O sono zimbro da fome

 


Agora os comboios demoram mais a passar. Não há tantas mercadorias para se transportar, a não ser seres humanos ressecados pela exploração serviçal e pelo desleixo do Estado. Ambrósio era cego de criança, andava pelas estradas e povoados tocando o seu pandeiro, mostrando os seus improvisos certeiros. No ofício de embolador a intimidade com as palavras deve ser tal, que os versos se montam como se já estivessem prontos e naturalizados.

Caminhava com o pandeiro no bornal, uma bengala e um órfão que lhe conduzia auxiliando nas entradas de feiras e nos mercados. O garoto se agarrava e conduzia aquele homem como quem agarra no cabo da enxada ou contorna com uma marreta o ferro amolecido pelo fogo. É trabalho de mundo. Mesmo assim, o sentia como a única família, além de gostar da vida de viajante, livre como os bichos. Como diz o ditado “Cobra que não anda, não come caçote”, então estava sempre correndo atrás de um prato de comida e um local para armar a rede.

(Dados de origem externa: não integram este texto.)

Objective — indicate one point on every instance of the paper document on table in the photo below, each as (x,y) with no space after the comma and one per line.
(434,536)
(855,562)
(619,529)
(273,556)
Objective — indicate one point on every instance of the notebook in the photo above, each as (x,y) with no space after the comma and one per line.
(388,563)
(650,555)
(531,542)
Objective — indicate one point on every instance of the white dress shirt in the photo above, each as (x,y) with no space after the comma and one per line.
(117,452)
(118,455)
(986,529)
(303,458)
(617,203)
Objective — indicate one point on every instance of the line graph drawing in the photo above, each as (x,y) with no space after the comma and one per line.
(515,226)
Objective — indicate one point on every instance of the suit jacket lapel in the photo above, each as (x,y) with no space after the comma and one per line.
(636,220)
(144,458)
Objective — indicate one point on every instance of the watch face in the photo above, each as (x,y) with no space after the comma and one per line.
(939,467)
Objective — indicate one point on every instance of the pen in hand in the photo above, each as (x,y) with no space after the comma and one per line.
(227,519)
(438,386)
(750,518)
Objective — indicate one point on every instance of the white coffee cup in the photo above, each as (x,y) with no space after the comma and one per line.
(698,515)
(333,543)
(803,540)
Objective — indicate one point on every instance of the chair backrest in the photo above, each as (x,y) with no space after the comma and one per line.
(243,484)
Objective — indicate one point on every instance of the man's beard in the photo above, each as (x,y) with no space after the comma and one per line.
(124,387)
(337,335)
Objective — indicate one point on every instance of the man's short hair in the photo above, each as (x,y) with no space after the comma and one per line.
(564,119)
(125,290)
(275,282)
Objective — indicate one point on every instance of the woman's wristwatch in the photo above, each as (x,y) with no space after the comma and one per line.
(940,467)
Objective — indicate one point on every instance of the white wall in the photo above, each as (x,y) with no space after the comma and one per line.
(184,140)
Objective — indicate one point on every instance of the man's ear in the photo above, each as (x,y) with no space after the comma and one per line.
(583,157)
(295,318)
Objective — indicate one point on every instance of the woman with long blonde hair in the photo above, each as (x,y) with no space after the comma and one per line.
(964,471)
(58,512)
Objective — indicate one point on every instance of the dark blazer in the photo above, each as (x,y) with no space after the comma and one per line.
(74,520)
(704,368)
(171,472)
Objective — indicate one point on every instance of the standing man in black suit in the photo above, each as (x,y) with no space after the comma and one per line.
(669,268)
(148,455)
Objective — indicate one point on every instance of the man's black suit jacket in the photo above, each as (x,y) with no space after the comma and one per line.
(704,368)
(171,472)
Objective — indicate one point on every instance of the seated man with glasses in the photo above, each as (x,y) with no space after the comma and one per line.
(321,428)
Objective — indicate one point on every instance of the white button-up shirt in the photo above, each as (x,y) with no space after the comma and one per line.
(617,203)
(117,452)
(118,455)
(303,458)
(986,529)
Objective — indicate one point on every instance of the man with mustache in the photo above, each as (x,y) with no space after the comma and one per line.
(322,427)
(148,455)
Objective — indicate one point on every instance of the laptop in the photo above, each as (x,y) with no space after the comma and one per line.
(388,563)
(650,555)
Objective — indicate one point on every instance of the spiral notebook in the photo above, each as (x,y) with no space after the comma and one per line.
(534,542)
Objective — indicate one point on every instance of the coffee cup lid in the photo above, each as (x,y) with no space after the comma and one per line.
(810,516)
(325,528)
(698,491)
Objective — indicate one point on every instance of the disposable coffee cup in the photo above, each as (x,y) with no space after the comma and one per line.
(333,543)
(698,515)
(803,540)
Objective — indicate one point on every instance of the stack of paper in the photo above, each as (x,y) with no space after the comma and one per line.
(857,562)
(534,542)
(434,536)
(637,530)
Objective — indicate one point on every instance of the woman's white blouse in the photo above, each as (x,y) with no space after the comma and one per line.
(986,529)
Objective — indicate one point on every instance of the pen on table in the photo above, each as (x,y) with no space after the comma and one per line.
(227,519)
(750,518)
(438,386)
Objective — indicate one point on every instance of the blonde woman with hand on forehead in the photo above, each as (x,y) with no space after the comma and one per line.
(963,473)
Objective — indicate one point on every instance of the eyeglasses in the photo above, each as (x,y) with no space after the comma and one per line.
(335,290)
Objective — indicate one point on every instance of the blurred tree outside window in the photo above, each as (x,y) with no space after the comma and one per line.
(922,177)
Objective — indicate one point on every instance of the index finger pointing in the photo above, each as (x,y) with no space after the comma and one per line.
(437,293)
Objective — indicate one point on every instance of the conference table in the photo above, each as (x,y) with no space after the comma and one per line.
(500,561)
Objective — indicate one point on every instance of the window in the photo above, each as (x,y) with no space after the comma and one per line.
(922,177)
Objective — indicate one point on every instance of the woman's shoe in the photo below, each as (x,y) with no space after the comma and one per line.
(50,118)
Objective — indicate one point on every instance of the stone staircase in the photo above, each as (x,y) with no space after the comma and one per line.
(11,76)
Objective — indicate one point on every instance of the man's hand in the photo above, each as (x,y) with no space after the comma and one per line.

Ambrósio pensava sobre esse meio de vida, enquanto o menino procurava uma sombra de árvore onde pudessem escapar das agruras do calor. Na sombra de uma grande oiticica, espalhou sua esteira e recostado naquele oásis, bebeu uma caneca de zinebra e descansou...

O velho ouviu ao longe um piado de rodas de madeira. Voltou-se para o menino e esperou uma fala sobre o que se aproximava, mas o menino nada falou. Então lhe perguntou que carro era aquele que se aproximava. O menino nada via, e resmungou para Ambrósio dizendo que não se via uma alma humana naquele batido de terra, nem construção feita por gente naquele baixio.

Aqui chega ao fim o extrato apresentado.